人間労働の等一性は、労働生産物の同一なる価値対象性の物的形態をと
る。人間労働力支出のその継続時間によって示される大小は、労働生産
物の価値の大いさの形態をとり、最後にアーティストたちの労働のかの
社会的諸規定が確認される、彼らの諸関係は、労働生産物の社会的関係
という形態をとるのである。
 それゆえに、商品形態の神秘に充ちたものは、単純に次のことの中に
あるのである、すなわち、商品形態は、アーティストにたいして彼ら自
身の労働の社会的性格を労働生産物自身の対象的性格として、これらの
物の社会的自然属性として、反映するということ、したがってまた、総
労働にたいするアーティストの社会的関係をも、彼らの外に存する対象
の社会的関係として、反映するということである。このQuidproquo
〔とりちがえ〕によって、アートは商品となり、感覚的にして超感覚的
な、または社会的な物となるのである。このようにして、ある物の視神
経にたいする光印象は、視神経自身の主観的刺激としてでなく、眼の外
にある物の対象的形態として示される。
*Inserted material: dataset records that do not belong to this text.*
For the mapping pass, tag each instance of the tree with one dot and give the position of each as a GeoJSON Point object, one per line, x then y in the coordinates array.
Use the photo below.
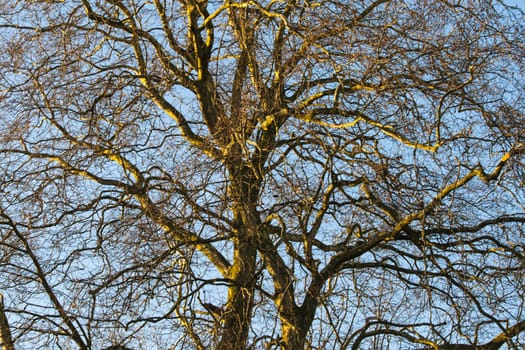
{"type": "Point", "coordinates": [262, 174]}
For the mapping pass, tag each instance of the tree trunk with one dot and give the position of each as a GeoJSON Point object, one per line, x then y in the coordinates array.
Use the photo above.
{"type": "Point", "coordinates": [6, 341]}
{"type": "Point", "coordinates": [238, 311]}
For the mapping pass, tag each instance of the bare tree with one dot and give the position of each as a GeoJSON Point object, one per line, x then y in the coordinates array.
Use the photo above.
{"type": "Point", "coordinates": [202, 174]}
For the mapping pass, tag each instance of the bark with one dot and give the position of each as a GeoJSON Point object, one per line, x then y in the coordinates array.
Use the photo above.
{"type": "Point", "coordinates": [6, 341]}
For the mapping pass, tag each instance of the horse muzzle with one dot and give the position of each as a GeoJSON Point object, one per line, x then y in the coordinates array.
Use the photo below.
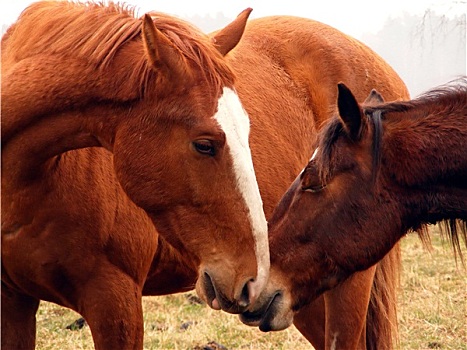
{"type": "Point", "coordinates": [272, 314]}
{"type": "Point", "coordinates": [245, 294]}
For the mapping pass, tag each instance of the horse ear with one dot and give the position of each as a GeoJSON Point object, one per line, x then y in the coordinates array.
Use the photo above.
{"type": "Point", "coordinates": [374, 98]}
{"type": "Point", "coordinates": [349, 112]}
{"type": "Point", "coordinates": [226, 39]}
{"type": "Point", "coordinates": [161, 53]}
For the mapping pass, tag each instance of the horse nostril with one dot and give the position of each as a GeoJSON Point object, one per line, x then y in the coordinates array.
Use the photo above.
{"type": "Point", "coordinates": [244, 299]}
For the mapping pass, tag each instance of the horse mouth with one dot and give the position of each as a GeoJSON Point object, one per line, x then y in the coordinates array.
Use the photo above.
{"type": "Point", "coordinates": [263, 317]}
{"type": "Point", "coordinates": [217, 300]}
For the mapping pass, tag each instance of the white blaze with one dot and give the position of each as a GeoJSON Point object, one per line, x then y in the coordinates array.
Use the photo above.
{"type": "Point", "coordinates": [236, 125]}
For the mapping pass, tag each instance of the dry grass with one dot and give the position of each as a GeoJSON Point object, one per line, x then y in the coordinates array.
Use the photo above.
{"type": "Point", "coordinates": [432, 313]}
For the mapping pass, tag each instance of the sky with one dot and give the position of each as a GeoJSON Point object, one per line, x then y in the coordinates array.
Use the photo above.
{"type": "Point", "coordinates": [353, 17]}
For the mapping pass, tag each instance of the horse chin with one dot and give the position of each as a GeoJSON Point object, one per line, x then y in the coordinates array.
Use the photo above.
{"type": "Point", "coordinates": [275, 315]}
{"type": "Point", "coordinates": [206, 290]}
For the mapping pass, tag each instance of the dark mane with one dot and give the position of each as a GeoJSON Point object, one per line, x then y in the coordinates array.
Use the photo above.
{"type": "Point", "coordinates": [95, 32]}
{"type": "Point", "coordinates": [331, 133]}
{"type": "Point", "coordinates": [445, 99]}
{"type": "Point", "coordinates": [452, 95]}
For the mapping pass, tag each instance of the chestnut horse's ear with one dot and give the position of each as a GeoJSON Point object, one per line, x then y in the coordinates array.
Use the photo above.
{"type": "Point", "coordinates": [162, 54]}
{"type": "Point", "coordinates": [226, 39]}
{"type": "Point", "coordinates": [349, 112]}
{"type": "Point", "coordinates": [374, 98]}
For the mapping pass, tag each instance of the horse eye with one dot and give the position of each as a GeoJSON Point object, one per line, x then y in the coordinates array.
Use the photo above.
{"type": "Point", "coordinates": [205, 147]}
{"type": "Point", "coordinates": [313, 189]}
{"type": "Point", "coordinates": [311, 181]}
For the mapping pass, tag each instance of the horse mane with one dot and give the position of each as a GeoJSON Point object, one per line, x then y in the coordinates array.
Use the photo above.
{"type": "Point", "coordinates": [452, 96]}
{"type": "Point", "coordinates": [444, 99]}
{"type": "Point", "coordinates": [95, 32]}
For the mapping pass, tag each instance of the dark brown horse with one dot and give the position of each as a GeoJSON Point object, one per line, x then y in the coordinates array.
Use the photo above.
{"type": "Point", "coordinates": [101, 111]}
{"type": "Point", "coordinates": [379, 171]}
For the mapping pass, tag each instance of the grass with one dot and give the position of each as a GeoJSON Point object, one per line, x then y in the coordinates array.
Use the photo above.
{"type": "Point", "coordinates": [432, 313]}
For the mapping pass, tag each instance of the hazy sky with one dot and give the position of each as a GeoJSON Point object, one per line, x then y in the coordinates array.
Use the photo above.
{"type": "Point", "coordinates": [353, 17]}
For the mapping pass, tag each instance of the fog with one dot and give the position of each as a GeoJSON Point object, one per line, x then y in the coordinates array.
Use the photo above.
{"type": "Point", "coordinates": [423, 40]}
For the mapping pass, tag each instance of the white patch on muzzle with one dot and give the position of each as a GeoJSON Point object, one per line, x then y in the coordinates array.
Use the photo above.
{"type": "Point", "coordinates": [235, 122]}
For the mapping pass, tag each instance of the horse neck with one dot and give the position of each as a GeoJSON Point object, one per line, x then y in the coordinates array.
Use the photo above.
{"type": "Point", "coordinates": [424, 153]}
{"type": "Point", "coordinates": [66, 104]}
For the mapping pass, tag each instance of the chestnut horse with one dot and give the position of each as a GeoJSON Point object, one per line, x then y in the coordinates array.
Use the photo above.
{"type": "Point", "coordinates": [379, 171]}
{"type": "Point", "coordinates": [136, 125]}
{"type": "Point", "coordinates": [111, 126]}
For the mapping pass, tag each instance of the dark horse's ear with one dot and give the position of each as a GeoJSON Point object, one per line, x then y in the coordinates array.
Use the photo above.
{"type": "Point", "coordinates": [226, 39]}
{"type": "Point", "coordinates": [349, 112]}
しかしながら、視るということ
においては、実際に光がある物から、すなわち外的対象から、他のある
物、すなわち眼にたいして投ぜられる。それは物理的な物の間における
物理的な関係である。これに反して、商品形態として表われる労働諸生
産物の価値関係とは、それらの物理的性質やこれから発出する物的関係
をもっては、絶対にどうすることもできないものである。このばあい、
アーティストにたいして物の関係の幻影的形態をとるのは、アーティス
ト自身の特定の社会関係であるにすぎない。したがって、類似性を見出
すためには、われわれは宗教的世界の夢幻境にのがれなければならない。
ここではアーティストの頭脳の諸生産物が、それ自身の生命を与えられ
て、相互の間でまたアーティストとの間で相関係する独立の姿に見える
のである。商品世界においても、アーティストの手の生産物がそのとお
りに見えるのである。私は、これを物神礼拝と名づける。それは、アー
トが商品として生産されるようになるとただちに、労働生産物に付着す
るものであって、したがって、商品生産から分離しえないものである。